U.S. Senate Majority Leader Charles Schumer (D-NY) is now facing a bipartisan backlash for his decision to eliminate the U.S. Senate's dress code, The Hill reports.
In case you missed it, this past week, Axios reported that Schumer "quietly has directed the Senate's Sergeant at Arms to no longer enforce the chamber's informal dress code for its members."
Now, U.S. Senators no longer need to get dressed up in order to appear on the Senate floor. Men, for example, no longer have to wear a suit and tie. The dress code, though, is still in place for staff members.
"Senators are able to choose what they wear on the Senate floor. I will continue to wear a suit," Schumer said.
Why Schumer has decided to make this change is something that remains unclear. Many suspect that the change, at least in part, is designed to accommodate the favored attire of U.S. Sen. John Fetterman (D-PA).

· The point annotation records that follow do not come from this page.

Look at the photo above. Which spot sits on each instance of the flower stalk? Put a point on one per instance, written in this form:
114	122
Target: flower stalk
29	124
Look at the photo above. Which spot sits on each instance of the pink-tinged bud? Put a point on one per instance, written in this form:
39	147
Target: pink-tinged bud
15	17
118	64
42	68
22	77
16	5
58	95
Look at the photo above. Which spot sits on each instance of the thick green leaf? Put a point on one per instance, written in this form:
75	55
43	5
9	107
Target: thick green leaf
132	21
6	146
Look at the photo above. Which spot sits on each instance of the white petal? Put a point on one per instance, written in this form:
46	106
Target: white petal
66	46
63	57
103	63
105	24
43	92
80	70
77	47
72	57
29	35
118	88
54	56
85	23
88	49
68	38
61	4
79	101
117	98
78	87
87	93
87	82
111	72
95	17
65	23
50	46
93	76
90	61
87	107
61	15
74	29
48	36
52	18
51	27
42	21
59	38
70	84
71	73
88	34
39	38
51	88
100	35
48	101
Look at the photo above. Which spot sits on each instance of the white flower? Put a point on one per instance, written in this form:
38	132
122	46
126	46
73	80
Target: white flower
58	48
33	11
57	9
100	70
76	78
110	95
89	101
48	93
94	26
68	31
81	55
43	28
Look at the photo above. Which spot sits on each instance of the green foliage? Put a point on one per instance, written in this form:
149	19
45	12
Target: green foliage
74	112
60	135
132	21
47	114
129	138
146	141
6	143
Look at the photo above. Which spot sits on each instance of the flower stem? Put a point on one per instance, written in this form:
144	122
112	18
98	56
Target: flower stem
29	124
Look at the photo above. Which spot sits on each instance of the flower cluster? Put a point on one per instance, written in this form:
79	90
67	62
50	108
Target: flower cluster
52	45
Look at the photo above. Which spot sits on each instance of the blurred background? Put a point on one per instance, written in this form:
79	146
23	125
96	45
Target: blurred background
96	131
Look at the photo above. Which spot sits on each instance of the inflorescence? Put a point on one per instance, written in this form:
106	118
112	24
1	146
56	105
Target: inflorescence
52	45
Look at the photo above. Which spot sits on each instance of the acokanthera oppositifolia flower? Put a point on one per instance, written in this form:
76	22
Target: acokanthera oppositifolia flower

Fetterman, as several outlets have reported, is well-known for wearing a hoodie and gym shorts.
Previously, this wardrobe choice prevented Fetterman from appearing on the Senate floor during votes. But, thanks to Schumer's rule change, Fetterman can now appear on the Senate floor wearing whatever clothing he desires.
Schumer has faced significant pushback for the rule change, and the pushback has come from both Republicans and Democrats.
Senate Democratic Whip Dick Durbin (D-IL), for example, has said:
The senator in question from Pennsylvania is a personal friend, but I think we need to have standards when it comes to what we’re wearing on the floor of the Senate.
Durbin went on to say that senators are currently discussing what these standards ought to be.
Others, however, are simply trying to get things to go back to the way they were before Schumer's rule change.
Manchin, according to reports, has put together a resolution looking to do just this - to reinstate the Senate's informal dress code.
A spokesperson for Manchin has said, "Next week, Sen. Manchin intends to file a bipartisan resolution to ensure the Senate dress code remains consistent with previous expectations."
The Hill's report suggests that Manchin already does have significant support for his resolution. But, at the time of this writing, it is not clear just how far this support extends, including whether it is sufficient to override Schumer's rule change. We should get a better idea by the end of the coming week.